In the first debate between Kamala Harris and Donald Trump, Harris said Israel’s fight against Hamas was justified but that the war “must end immediately,” in part because of how many Palestinians have been killed.
And Trump predicted that if Harris wins, Israel would disappear “within two years.”
Moderators at the debate on Tuesday night in Philadelphia asked Harris to explain her repeated claims that Israel has the right to defend itself but also that “it matters how” Israel conducts the war.
Harris made the same arguments she has in the past, saying she would ensure Israel could defend itself and that she believed Hamas was to blame for the war.

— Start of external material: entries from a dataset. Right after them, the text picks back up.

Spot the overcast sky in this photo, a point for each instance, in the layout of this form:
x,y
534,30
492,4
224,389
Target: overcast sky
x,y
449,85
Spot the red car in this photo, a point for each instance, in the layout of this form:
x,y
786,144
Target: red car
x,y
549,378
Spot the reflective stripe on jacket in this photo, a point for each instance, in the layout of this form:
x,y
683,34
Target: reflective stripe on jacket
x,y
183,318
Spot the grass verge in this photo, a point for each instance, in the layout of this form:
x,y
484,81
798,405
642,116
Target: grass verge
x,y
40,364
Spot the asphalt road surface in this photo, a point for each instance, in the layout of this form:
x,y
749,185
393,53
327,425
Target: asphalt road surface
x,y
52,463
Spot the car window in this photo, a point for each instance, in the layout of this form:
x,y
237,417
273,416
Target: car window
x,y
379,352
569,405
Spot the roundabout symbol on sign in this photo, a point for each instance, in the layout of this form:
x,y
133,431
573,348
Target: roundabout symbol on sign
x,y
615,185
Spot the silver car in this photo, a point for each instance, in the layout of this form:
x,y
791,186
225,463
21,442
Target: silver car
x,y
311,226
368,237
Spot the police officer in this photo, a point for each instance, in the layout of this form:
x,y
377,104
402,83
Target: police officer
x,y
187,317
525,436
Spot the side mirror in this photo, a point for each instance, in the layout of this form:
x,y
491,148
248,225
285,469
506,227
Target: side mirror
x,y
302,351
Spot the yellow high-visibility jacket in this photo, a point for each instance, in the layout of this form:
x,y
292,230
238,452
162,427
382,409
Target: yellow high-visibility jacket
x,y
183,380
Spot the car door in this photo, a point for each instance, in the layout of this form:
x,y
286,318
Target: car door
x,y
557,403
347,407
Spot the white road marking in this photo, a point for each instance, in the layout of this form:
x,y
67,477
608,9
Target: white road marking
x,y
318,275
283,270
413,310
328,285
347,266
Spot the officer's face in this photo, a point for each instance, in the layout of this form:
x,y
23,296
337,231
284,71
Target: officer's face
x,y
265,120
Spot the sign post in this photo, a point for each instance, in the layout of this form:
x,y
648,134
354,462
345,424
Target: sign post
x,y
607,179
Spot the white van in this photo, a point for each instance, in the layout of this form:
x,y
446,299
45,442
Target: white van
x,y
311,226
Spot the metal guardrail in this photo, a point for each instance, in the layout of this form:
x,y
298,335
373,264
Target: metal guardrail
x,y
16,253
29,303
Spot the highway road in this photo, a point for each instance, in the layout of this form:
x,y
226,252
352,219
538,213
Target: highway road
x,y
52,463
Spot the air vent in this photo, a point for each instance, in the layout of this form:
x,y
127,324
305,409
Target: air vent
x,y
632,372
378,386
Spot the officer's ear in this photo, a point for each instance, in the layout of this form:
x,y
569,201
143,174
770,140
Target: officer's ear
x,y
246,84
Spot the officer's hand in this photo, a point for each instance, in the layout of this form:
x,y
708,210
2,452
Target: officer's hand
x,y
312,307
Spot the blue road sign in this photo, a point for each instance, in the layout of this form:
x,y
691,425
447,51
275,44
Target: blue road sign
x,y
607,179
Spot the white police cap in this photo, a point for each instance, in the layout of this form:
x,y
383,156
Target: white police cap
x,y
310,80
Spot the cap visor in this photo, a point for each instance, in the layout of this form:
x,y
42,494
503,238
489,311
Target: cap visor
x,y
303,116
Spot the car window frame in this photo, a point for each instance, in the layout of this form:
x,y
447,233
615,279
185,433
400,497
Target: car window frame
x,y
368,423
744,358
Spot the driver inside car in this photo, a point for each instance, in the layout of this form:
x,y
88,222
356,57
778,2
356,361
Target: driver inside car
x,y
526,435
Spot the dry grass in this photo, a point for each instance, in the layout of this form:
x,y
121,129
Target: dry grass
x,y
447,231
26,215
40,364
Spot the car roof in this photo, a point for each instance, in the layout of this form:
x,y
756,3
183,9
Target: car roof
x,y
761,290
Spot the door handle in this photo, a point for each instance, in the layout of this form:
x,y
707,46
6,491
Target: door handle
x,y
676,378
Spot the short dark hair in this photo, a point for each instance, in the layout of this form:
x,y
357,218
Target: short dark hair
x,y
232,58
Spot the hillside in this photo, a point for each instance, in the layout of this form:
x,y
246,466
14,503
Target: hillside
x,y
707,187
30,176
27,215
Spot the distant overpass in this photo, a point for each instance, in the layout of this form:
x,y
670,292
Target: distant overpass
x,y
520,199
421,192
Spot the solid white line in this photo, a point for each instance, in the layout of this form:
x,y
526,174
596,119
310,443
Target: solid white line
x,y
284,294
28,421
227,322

“Let’s understand how we got here. On Oct. 7, Hamas, a terrorist organization, slaughtered 1,200 Israelis, many of them young people who were simply attending a concert, women were horribly raped, and so absolutely I said then, I say now, Israel has a right to defend itself. We would,” she said.
She continued, “How it does so matters, because it is also true far too many innocent Palestinians have been killed — children, mothers. What we know is that this war must end. It must end immediately.”
She did not lay out her own plan to end the war, instead leaning into the efforts of President Joe Biden to bring about a hostage release deal before he leaves office. Hamas and Israel have been negotiating for months over a deal that has not materialized, and hopes have recently dimmed that the sides will come to an agreement in the near future.
“The way it will end is we need a ceasefire deal, and we need the hostages out,” she said. “And so we will continue to work around the clock on that.”
As the Democratic nominee, Harris has had to contend with two Democratic constituencies, supportive and critical of Israel, that are at odds with each other, and has sought to stick to Biden’s policies of backing Israel while conveying sympathy for the mounting Palestinian casualties. She called for Palestinian statehood, which the current Israeli government forcefully rejects.
“We must chart a course for a two-state solution, and in that solution, there must be security for the Israeli people and Israel, and an equal measure for the Palestinians,” she said. “But the one thing I will assure you always: I will always give Israel the ability to defend itself, in particular as it relates to Iran, and any threat that Iran and its proxies pose to Israel.”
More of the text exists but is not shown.